I think the disabled market it under represented in the App Store and that might just be because disabled users don’t make their presence known as well as other users. So go ahead; make a fuss!

Have you tried any of these apps? Is there an app you’d love to see? Leave a comment!

Getting around your vacation destination

So you’ve arranged airport/flight accommodations and made reservations at an accessible hotel. But how will you get from Point Airport to Point Bed & Breakfast?

There are some accessible buses, trains and taxis. I’d never heard of paratransit though. Check out this site to find paratransit across the USA and even a handful of other countries! This is the most comprehensive directory I could find, but of course you can (and should) call up the public transit office at your vacation spot.

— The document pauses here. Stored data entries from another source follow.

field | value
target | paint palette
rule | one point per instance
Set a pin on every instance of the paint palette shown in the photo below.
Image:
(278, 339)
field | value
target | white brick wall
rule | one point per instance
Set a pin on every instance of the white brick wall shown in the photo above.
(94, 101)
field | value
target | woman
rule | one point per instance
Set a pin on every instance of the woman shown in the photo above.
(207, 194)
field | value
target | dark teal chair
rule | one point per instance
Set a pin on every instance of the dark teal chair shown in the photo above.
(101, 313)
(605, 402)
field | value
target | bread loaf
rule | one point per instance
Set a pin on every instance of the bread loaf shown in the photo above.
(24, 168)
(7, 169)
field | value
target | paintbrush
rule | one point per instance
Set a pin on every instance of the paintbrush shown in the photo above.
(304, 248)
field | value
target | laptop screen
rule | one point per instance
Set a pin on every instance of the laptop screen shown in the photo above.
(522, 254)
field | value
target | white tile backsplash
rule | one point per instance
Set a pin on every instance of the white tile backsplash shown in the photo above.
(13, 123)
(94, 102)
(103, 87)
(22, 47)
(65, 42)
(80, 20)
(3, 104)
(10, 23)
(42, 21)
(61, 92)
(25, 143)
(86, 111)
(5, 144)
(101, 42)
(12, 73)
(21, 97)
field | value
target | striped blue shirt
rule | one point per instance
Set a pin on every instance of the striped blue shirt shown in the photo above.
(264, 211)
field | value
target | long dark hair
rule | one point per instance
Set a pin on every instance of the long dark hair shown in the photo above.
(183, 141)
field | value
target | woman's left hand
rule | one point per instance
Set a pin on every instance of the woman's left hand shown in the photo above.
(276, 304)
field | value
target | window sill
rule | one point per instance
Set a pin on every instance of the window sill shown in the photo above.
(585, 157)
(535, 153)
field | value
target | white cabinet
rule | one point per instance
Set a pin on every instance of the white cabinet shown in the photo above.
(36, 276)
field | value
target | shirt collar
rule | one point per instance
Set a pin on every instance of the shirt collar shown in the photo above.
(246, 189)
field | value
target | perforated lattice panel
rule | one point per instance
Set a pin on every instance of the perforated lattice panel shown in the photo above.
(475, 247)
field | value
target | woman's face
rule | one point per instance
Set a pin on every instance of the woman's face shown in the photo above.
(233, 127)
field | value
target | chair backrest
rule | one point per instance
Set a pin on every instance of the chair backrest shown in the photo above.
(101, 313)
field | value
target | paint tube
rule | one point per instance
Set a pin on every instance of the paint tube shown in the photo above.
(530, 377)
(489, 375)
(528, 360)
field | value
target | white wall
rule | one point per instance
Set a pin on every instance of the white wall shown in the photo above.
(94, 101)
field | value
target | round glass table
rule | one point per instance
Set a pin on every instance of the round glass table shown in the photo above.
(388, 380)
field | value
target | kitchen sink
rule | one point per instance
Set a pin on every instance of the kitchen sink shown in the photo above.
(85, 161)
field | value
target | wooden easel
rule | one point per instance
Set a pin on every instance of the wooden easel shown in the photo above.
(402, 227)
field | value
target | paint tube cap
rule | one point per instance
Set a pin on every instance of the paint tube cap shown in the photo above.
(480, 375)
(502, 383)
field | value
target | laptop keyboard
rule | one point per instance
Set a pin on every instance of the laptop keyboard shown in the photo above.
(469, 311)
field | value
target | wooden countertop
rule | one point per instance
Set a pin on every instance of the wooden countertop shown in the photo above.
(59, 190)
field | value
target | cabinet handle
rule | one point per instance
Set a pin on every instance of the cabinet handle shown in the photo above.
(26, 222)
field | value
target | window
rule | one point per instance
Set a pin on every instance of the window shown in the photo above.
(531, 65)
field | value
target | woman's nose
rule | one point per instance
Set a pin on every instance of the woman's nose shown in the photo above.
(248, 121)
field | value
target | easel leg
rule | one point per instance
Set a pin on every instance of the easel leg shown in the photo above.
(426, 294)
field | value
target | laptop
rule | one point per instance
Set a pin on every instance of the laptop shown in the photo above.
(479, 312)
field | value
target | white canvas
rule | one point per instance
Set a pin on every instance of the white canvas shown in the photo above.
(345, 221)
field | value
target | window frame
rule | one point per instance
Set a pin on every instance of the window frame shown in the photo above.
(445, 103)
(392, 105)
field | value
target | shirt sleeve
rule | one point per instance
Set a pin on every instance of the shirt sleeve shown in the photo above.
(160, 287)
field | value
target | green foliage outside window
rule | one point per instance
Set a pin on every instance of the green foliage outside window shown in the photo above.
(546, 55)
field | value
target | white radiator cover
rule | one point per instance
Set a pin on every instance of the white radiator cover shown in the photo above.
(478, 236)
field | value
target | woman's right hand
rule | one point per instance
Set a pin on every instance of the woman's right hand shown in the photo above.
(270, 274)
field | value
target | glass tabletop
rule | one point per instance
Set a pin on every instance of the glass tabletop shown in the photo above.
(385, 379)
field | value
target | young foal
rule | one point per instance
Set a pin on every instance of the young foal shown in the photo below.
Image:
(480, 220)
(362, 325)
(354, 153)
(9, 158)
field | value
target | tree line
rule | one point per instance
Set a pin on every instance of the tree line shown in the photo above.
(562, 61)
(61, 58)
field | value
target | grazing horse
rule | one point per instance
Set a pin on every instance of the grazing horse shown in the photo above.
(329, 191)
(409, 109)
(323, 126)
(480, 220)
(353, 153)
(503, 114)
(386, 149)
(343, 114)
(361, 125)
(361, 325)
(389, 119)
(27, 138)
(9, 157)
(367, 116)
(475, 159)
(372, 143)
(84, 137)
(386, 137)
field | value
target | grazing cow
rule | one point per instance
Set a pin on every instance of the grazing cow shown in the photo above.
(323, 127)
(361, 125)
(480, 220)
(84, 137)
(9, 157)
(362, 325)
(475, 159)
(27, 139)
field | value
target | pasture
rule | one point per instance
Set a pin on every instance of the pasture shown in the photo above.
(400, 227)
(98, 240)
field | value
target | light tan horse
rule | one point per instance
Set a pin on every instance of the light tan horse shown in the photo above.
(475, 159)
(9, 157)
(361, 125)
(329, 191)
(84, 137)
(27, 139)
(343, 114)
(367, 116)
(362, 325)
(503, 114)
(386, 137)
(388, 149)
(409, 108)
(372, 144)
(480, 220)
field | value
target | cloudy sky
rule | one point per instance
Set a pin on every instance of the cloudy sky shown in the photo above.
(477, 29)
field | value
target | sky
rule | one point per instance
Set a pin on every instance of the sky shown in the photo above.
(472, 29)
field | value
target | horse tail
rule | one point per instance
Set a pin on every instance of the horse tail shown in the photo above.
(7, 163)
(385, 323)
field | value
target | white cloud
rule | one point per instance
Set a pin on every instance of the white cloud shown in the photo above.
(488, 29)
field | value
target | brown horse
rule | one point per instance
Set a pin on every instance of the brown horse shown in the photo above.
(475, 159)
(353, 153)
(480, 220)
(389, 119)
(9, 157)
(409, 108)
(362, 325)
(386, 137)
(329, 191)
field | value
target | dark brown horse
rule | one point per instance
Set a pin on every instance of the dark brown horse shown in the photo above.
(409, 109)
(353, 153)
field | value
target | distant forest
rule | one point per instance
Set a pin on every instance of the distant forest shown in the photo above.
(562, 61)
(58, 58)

If public transit isn’t the way for you or you want the freedom to explore and hit the open road, you may be concerned renting a car. I came across Curt’s frustration that renting a car with hand controls are becoming increasingly difficult to request. Then there’s the added stress of adjusting to new controls and the uncertainty of their reliability. That’s what makes portable hand controls so genius!! I found several. Check out –this is by far the best site I’ve encountered for this type of product (even though its pricier) so it’s definitely worth your time to see if its right for you.

5 minute, easy set up
good for almost any automatic
fits in carry-on luggage (only 2.4 lbs)
free shipping in USA and satisfaction guaranteed!

It may set you back about $250 to $350, but especially if you are considering renting a car abroad, nothing compares to the ease of mind that comes from trusting your car. Not to mention, I imagine it is easier to request a car that you are familiar transferring into if you don’t have to worry about requesting hand gears too.